Women come to MSK to learn practical skills with earning potential, including basic sewing, computer literacy and block printing. Most live in the slum dwellings and resettlement colonies near Union Carbide’s abandoned pesticide plant which still experience the consequences of ‘the world’s worst industrial disaster’ in December 1984. To engage in learning and reflection on Bhopal’s history with an international research team thus offered something different to the daily norm. Over the course of a week in January 2020, women participants joined a tour of historical sites, an illustrated talk and discussion sessions (the latter were recorded and woven into a short film). At the encouragement of MSK lead Pooja Iyengar, all these activities were planned to link history lessons to women’s lived experience and sense of place.
One of the most profound experiences was a visit to the city’s largest mosque, the Taj ul-Masajid, led by local heritage enthusiast Sikander Malik. This grand structure was commissioned in the late nineteenth century by Bhopal’s third woman ruler, Shah Jahan, with dedicated areas for women’s prayer. Most in our party had passed the mosque many times, but presumed, in line with more dogmatic understandings of Islam, that women were not permitted to enter. Reflecting on the visit afterwards inspired many recollections about Hindu-Muslim relations in Bhopal, from communal riots to a more congenial past. Still, there was an entirely positive response to the mosque’s ‘peaceful’ interior that MSK’s women were keen to communicate to others.
In the end, our research team was left with a clear sense of the immediate and defined impact on gender empowerment made possible by this type of engagement with a local past.
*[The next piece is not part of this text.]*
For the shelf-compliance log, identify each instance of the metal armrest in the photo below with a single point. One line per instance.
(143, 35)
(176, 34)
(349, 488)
The dramatic change was perhaps best captured by new imagery associated with the ‘typical’ Bhopali woman. At the start of our collaboration, MSK’s participants had described her as a ‘traditional’ figure defined by marriage and a modest appearance. By the end, she had taken on the clothes and confidence of the Nawab Begums’ active lifestyle and statesmanship to be envisioned as a ‘very dangerous tigress’. The potential for women’s learning and autonomy shone through in a desire to learn more of Bhopal’s neglected history with the intention to pass it on to their own children and others.
The women with whom we engaged at MSK imagined entering the classrooms of their neighbourhood schools to share the inspirational life stories of the Nawab Begums of Bhopal that had, in turn, been shared with them. The content and style of this history teaching certainly would not resonate with the new NCERT textbooks, but our study suggests just what it could achieve in terms of girls’ education and gender equality.